It's amazing how accurate a mother's intuition can be. It's truly remarkable how I, generally crappy at reading people, picking up on clues and hints, oblivious to subtleties, have been right about every single thing so far when it comes to Teeny. I just know. And now I am getting used to writing blog entries that no mother ever wants to write. I am getting used to being able to trust my intuition about it all. But I'll level with you. I've been pretty smart all my life. I've been a doer, a fixer, a getter of As, recognition, promotion. My hard work always pays off. I see a problem, I solve it. There's always a way. So what am I supposed to do when a problem lands in my lap that I cannot fix?

A month ago we had Teeny's Big Scary Meeting with the representative from Early Intervention. The folks from our agency who were there with us called her the EIOD. I forget what that stands for, but basically she was a tiny woman buried under laptops and papers and lots of red tape, who looked doubtfully at our beautiful and happy daughter as we all took turns describing her issues. Teeny cooed at her as she tried happily to eat our service coordinator's pendant. The woman smiled at her from under her paperwork and offered us the bare minimum in services.

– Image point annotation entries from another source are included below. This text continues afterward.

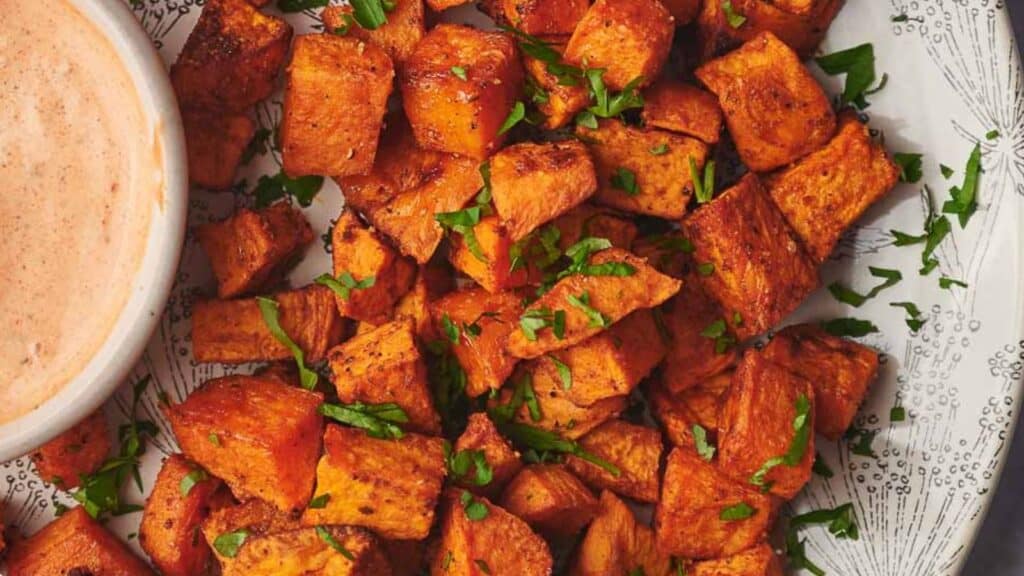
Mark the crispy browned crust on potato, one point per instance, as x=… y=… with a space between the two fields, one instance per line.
x=459 y=116
x=231 y=57
x=335 y=101
x=252 y=248
x=550 y=499
x=173 y=517
x=614 y=297
x=78 y=451
x=664 y=186
x=629 y=39
x=761 y=271
x=757 y=424
x=388 y=486
x=823 y=194
x=840 y=370
x=500 y=544
x=267 y=437
x=687 y=520
x=682 y=108
x=775 y=111
x=532 y=183
x=74 y=543
x=635 y=450
x=233 y=331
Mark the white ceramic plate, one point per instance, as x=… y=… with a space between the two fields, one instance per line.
x=954 y=76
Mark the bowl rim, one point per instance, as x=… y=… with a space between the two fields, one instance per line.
x=158 y=269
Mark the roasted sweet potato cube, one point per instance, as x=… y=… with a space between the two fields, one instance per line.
x=359 y=252
x=630 y=39
x=235 y=332
x=698 y=405
x=385 y=366
x=499 y=544
x=803 y=32
x=231 y=57
x=455 y=115
x=481 y=355
x=253 y=247
x=179 y=502
x=759 y=423
x=823 y=194
x=759 y=561
x=78 y=451
x=334 y=106
x=840 y=370
x=550 y=499
x=74 y=543
x=761 y=273
x=694 y=493
x=613 y=362
x=215 y=142
x=616 y=543
x=776 y=112
x=261 y=437
x=632 y=177
x=592 y=303
x=636 y=451
x=534 y=183
x=481 y=435
x=388 y=486
x=682 y=108
x=397 y=36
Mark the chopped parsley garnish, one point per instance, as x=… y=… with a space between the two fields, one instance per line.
x=379 y=420
x=269 y=311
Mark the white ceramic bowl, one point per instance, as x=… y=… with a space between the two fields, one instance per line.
x=153 y=282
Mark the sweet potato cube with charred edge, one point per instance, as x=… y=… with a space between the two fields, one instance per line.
x=335 y=101
x=385 y=366
x=698 y=405
x=481 y=435
x=629 y=39
x=499 y=544
x=682 y=108
x=231 y=57
x=396 y=37
x=633 y=178
x=252 y=248
x=636 y=451
x=534 y=183
x=761 y=272
x=759 y=561
x=267 y=437
x=79 y=451
x=823 y=194
x=180 y=500
x=803 y=32
x=616 y=543
x=233 y=331
x=757 y=425
x=550 y=499
x=74 y=543
x=388 y=486
x=482 y=356
x=840 y=370
x=455 y=115
x=609 y=297
x=360 y=252
x=215 y=142
x=613 y=362
x=776 y=112
x=687 y=520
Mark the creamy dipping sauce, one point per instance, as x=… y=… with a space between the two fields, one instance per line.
x=79 y=175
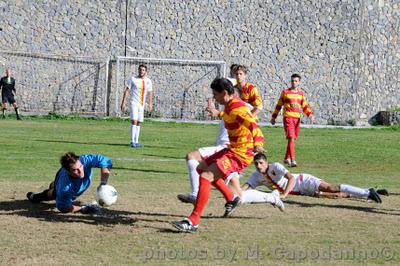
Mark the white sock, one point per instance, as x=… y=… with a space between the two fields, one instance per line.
x=137 y=134
x=133 y=133
x=354 y=191
x=194 y=177
x=255 y=196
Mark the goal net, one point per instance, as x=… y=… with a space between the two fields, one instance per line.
x=180 y=87
x=56 y=83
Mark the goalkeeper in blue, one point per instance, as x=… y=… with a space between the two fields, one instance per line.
x=72 y=180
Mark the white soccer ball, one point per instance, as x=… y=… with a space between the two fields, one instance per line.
x=106 y=195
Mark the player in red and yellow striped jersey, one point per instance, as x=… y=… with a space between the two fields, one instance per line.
x=292 y=100
x=248 y=92
x=245 y=138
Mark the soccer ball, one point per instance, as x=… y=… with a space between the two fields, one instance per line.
x=106 y=195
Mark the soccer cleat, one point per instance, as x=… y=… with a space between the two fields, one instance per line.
x=230 y=206
x=133 y=144
x=374 y=196
x=383 y=192
x=30 y=195
x=187 y=198
x=278 y=202
x=185 y=226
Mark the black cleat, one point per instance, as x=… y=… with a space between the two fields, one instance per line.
x=30 y=197
x=230 y=206
x=382 y=191
x=374 y=196
x=185 y=226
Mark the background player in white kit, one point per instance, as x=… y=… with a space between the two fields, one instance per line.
x=140 y=88
x=276 y=176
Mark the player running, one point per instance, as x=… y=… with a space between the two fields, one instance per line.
x=276 y=176
x=7 y=85
x=72 y=180
x=293 y=101
x=245 y=137
x=140 y=87
x=194 y=158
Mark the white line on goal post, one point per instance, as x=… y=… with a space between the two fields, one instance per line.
x=162 y=60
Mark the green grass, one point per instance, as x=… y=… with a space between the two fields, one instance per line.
x=137 y=231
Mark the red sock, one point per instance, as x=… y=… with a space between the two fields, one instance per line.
x=224 y=189
x=287 y=155
x=202 y=199
x=291 y=147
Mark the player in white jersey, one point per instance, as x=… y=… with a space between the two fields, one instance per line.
x=276 y=176
x=140 y=88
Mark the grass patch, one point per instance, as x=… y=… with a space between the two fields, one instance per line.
x=137 y=231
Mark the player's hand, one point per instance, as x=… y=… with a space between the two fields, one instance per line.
x=211 y=103
x=213 y=112
x=258 y=149
x=90 y=209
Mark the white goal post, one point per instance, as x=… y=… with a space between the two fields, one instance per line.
x=180 y=85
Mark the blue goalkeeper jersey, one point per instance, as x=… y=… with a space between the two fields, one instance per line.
x=68 y=189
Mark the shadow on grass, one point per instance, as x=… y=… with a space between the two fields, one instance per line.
x=47 y=212
x=82 y=142
x=376 y=210
x=147 y=170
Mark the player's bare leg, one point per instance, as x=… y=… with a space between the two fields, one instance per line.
x=193 y=159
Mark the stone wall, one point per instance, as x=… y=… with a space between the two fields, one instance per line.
x=346 y=51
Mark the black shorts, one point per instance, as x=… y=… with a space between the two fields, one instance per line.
x=7 y=98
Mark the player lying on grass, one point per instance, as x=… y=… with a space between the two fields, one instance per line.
x=245 y=137
x=72 y=180
x=276 y=176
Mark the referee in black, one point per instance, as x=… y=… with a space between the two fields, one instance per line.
x=7 y=85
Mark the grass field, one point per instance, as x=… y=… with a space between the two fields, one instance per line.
x=137 y=231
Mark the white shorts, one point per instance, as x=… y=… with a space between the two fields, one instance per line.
x=307 y=184
x=206 y=152
x=137 y=112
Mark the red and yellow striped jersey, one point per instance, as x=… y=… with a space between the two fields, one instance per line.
x=292 y=102
x=244 y=133
x=250 y=94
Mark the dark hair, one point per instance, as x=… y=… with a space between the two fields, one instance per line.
x=260 y=156
x=233 y=67
x=243 y=68
x=222 y=84
x=142 y=65
x=68 y=159
x=295 y=76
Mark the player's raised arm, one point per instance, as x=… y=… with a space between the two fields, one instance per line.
x=290 y=185
x=277 y=109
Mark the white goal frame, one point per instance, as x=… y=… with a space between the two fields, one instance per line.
x=149 y=60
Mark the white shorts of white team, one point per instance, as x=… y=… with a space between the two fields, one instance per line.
x=306 y=184
x=208 y=151
x=137 y=112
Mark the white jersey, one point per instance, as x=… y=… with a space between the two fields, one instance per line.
x=274 y=179
x=139 y=87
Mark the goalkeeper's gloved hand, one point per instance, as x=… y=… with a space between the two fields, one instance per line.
x=90 y=209
x=102 y=183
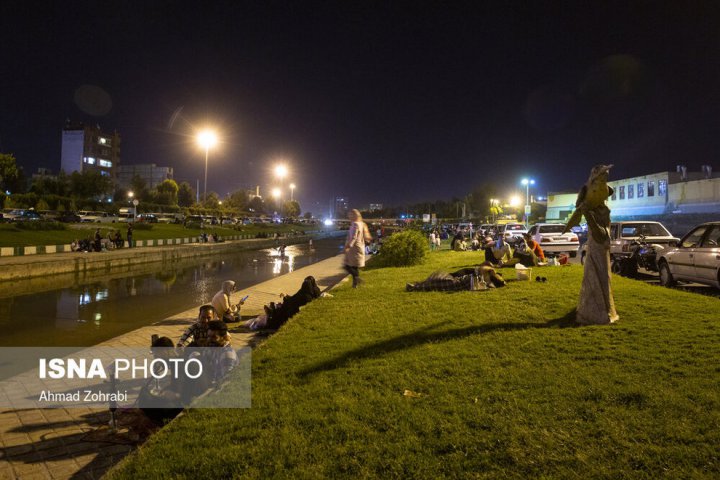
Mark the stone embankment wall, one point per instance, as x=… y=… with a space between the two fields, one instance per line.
x=80 y=263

We all stood up and cried out in protest. But no! What do you mean? Look at her. She can't crawl correctly. She falls when she's up on all fours. She can't sit up. She can't talk. Okay, okay, the woman agreed. Twice a week PT and twice a week OT. What about speech? I demanded. Too soon, she said without even looking up. I want to state for the record, I said, having no idea if there even was a record being recorded, that I think she will need speech. I don't want to wait until this contract is up to begin that process, so I want it documented now in case we need to revisit before the contract runs its course. She nodded, but offered nothing. We're seeing a neurologist, I added. Her ears perked up. Do you have any documentation? Not yet, I said. He requested an MRI but we haven't done it yet. Well, get me something from the neurologist and then we can talk, she said. She looked away, closed her laptop and started shuffling papers. And then the meeting was over. 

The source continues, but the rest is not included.